Questa pubblicazione costituisce la seconda tappa di un percorso iniziato nel 2017 (Ripresa delle indagini archeologiche a Palazzo Pignano. Prima campagna di scavo maggio-giugno 2016, a cura di Marilena Casirani e Furio Sacchi, EDUCatt, Milano 2017) con la presentazione preliminare dei dati emersi dagli scavi archeologici avviati nel sito di Palazzo Pignano l’anno precedente. Rispetto all’impostazione del primo volume, dove si erano volute privilegiare le relazione di scavo e le analisi di alcuni reperti tra i più significativi, in questa sede si è deciso di presentare, oltre alle novità acquisite negli anni 2017-2018 e a manufatti non contemplati nella precedente edizione, alcuni reperti dalle più datata esplorazioni (1969-1982), poiché essi rappresentano preziosi tasselli per perfezionare la conoscenza sulla cultura materiale della residenza tardoantica e non solo.

Le indagini archeologiche sono state condotte dal Dipartimento di Storia, Archeologia e Storia dell’arte dell’Università Cattolica di Milano in regime di concessione di scavo triennale (2017-2019). Ai lavori del 2017 hanno partecipato studenti del corso di laurea triennale in Scienze dei Beni Culturali (Gianluca Marta), del corso di laure magistrale in Archeologia e Storia dell’Arte (Francesca Capinera, Gabriele Mirulla, Davide Gorla, Nicoletta Gelfi, Luca Polidoro, Roberta Rizzi, Luca Pintaudi), della scuola di specializzazione in Beni Archeologici (Beatrice Bellicini, Maria Laura Delpiano, Elisa del Galdo, Romina Marchisio, Chiara Pupella). Hanno collaborato in qualità di responsabile di cantiere la dottoressa Federica Matteoni e come volontario il dottor Luca Restelli. Ai lavori del 2018 hanno preso parte studenti del corso di laure magistrale in Archeologia e Storia dell’Arte e in Scienze dell’Antichità (Francesca Capinera, Giunluca Marta, Roberta Rizzi, Gabrile Mirulla, Nicoletta Gelfi, Davide Gorla, Luca Polidoro, Sofia Bulgarini, Francesca Vercelli, Antonio De Luca), della scuola di Specializzazione in Beni Archeologici (Gessica Corbella, Luca Pintaudi). Hanno collaborato in qualità di responsabile cantiere il dottor Stefano Cervo, coadiuvato dal dottor Antonio Dell’Acqua, e come volontari le dottoresse Federica Grossi e Romina Marchisio. I disegni dei reperti sono stati eseguiti da Remo Rachini e da Davide Gorla; le fotografie di alcuni materiali sono state realizzate da Filippo Airoldi presso il laboratorio di Archeologia ‘Michelangelo Cagiano de Azevedo’ dell’Università Cattolica del Sacro Cuore di Milano.

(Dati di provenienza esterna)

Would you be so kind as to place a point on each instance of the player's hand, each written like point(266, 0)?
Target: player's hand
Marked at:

La collana presenta i risultati di ricerche e indagini relative al patrimonio archeologico della Lombardia per quanto attiene al periodo romano e tardoantico. Il progetto editoriale prevede volumi monografici, atti di incontri e seminari, pubblicazioni di tesi di dottorato o di scuola di specializzazione in Beni Archeologici.

Furio Sacchi è professore di Archeologia Classica e di Storia dell’Architettura greca e romana presso l’Università Cattolica di Milano. Dal 2016 è Direttore scientifico degli scavi di Palazzo Pignano.